Elsa’s big song in act two is called “Monster,” and its approach to the snow queen is totally different from the essentialist versions of Elsa in the original film and its sequel. In this song, Elsa describes for us how others read her. She recognizes that it is the perceptions of others that label her as monstrous, and rather than singing about shutting doors and closing walls, she wonders if she is trapped “in a cage” that is not of her own making. The shift of this song is fundamentally about Elsa’s own agency, and her powers here are not contrasted with heterosexuality so much as they are contrasted with hostility and normativity. “Is the thing they see / The thing I have to be?” she asks.

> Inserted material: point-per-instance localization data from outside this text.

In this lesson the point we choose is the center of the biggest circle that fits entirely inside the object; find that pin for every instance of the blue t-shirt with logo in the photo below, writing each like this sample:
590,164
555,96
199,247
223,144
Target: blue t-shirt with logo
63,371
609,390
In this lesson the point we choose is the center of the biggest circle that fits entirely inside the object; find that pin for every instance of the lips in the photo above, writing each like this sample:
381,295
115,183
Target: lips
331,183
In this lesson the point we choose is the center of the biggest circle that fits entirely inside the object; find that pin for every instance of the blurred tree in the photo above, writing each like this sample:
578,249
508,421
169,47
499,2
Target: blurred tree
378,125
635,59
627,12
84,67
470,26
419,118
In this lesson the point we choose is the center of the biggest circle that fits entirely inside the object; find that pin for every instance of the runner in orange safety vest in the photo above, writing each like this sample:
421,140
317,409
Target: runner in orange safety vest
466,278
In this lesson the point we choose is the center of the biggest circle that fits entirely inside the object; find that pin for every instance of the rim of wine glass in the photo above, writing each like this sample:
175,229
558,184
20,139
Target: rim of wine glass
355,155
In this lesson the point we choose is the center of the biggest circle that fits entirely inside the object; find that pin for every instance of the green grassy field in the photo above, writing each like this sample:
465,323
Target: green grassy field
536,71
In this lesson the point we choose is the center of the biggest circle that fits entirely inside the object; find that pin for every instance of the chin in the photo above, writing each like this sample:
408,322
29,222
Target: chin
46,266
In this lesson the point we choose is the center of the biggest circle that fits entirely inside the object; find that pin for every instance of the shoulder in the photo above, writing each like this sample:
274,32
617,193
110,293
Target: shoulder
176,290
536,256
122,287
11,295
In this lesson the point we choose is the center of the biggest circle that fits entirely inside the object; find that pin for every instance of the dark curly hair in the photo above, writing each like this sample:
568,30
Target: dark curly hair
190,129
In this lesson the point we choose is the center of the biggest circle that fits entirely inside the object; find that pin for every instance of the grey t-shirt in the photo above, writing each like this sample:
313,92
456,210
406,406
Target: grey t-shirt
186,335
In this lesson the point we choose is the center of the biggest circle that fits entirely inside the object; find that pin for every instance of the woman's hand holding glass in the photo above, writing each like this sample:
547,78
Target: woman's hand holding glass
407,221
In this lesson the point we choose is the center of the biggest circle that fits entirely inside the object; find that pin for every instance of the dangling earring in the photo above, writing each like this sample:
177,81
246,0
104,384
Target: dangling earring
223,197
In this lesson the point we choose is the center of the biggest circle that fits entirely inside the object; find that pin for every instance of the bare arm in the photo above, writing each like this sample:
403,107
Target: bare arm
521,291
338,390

What is fascinating about “Monster” is that although it returns us to the familiar question of What Elsa Is, it shifts the perspective so that Elsa herself begins to ask not who she is but if she is what other people say she is, and even more importantly than that, to ask who she wants to be: “I cannot be a monster,” she sings to herself, “I will not be a monster / Not tonight.” It is a song in which the snow queen refuses others’ labels for her and charts her own way into the future. “Monster” is an enormous departure from the film’s Elsa; we know next to nothing of her thought process in the film’s version of this part of the story. Broadway’s Elsa recognizes the labels she has been given by others, and she refuses them.